A conundrum
This is actually an email i wrote to my parents. I think it says it all.
Dear Dad and Mom,
I applied for a job that incorporated training in clinical management a few weeks back. It involves 2 years of training in Leicester, specifically in the accident and emerygency department. I thought getting management skills training would be a great skill to bring back to malaysia, and i think i’ll get a diploma after that in management and leadership.
I got shortlisted for the interview. Got a call today. 17 people got shortlisted, out of which 12 will be chosen. It’s in 2 weeks time. The thing is i’m not sure if i want the job now! I’ve been working so hard on my audit for the past few days and felt convicted as to why i’m working so hard for the health service here, when there’re bigger needs back home that i’m not really thinking about. It’s like i got a check in my priorities for medicine. It’s so easy to get caught up in the flow of career ladder climbing and to forget the real reason why i’m doing medicine. And doing obs and gynae and delivering babies and participating in the joy of seeing a fetus alive after a threatened miscarriage just got me thinking more about what i wanna do, and can do, with my life to help other lives.
So yesterday night i thought to myself that i just wanna go home next year! So i got a bit thrown off guard when i got shortlisted for the interview. i should be over the moon with it, but now i don’t even know if i want to stay here longer! i guess the interview experience would probably be good for me, and getting shortlisted in itself is a miracle coz it’s harder for non-Uk non-EU citizens. And hopefully since this is a great opportunity and if i get it, JPA will let me do it before going home.

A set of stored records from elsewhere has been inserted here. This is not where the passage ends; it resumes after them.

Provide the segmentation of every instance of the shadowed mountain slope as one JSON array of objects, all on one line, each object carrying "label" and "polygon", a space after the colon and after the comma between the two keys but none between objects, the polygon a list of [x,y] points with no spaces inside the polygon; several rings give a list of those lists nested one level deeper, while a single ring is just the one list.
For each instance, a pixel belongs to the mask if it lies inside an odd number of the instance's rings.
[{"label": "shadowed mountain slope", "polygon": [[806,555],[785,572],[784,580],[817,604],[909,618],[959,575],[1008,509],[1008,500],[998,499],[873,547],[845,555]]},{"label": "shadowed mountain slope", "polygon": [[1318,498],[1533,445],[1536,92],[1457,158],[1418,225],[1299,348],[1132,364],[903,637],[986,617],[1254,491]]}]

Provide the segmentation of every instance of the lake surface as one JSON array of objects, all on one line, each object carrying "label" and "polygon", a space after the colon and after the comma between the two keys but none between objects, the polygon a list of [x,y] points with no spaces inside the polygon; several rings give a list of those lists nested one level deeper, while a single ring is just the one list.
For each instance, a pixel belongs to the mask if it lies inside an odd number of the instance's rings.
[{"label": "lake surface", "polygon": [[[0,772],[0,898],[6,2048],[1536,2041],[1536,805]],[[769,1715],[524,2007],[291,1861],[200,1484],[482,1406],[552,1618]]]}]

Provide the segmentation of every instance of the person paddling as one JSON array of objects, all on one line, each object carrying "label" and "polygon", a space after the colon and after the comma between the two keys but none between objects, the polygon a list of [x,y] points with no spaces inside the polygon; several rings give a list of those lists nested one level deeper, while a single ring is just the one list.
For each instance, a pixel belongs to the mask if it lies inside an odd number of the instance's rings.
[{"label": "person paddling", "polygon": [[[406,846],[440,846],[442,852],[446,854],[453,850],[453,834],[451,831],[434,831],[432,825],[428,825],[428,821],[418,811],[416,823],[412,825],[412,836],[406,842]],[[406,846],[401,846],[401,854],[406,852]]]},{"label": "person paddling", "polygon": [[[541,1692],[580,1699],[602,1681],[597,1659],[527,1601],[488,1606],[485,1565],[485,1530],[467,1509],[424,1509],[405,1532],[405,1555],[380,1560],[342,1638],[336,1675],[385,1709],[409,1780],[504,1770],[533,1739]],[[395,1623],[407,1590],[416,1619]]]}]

But yeah, right now my heart seems to be in the jungles of sarawak. Haha.. weird huh. Please pray for me that God will give clear direction, and that His will be done whatever the outcome of the interview is. It’s on Oct 15.
Love lots.
November 4th, 2008 at 7:44 am
Hey there,
Just want to that it’s an encouragement to know that there are people out there who have set their hearts on following God and all that He has for you, no matter the cost. Salary, promotion opportunities, etc are all driving motivations for many people, but to think of serving others and the call of God is definitely honoring God.
As you set your heart on Him and make Him your delight, His desires will become your desires..He gives you the desires that are in your heart, and because of that u will see Him work on Your behalf, in and through your life.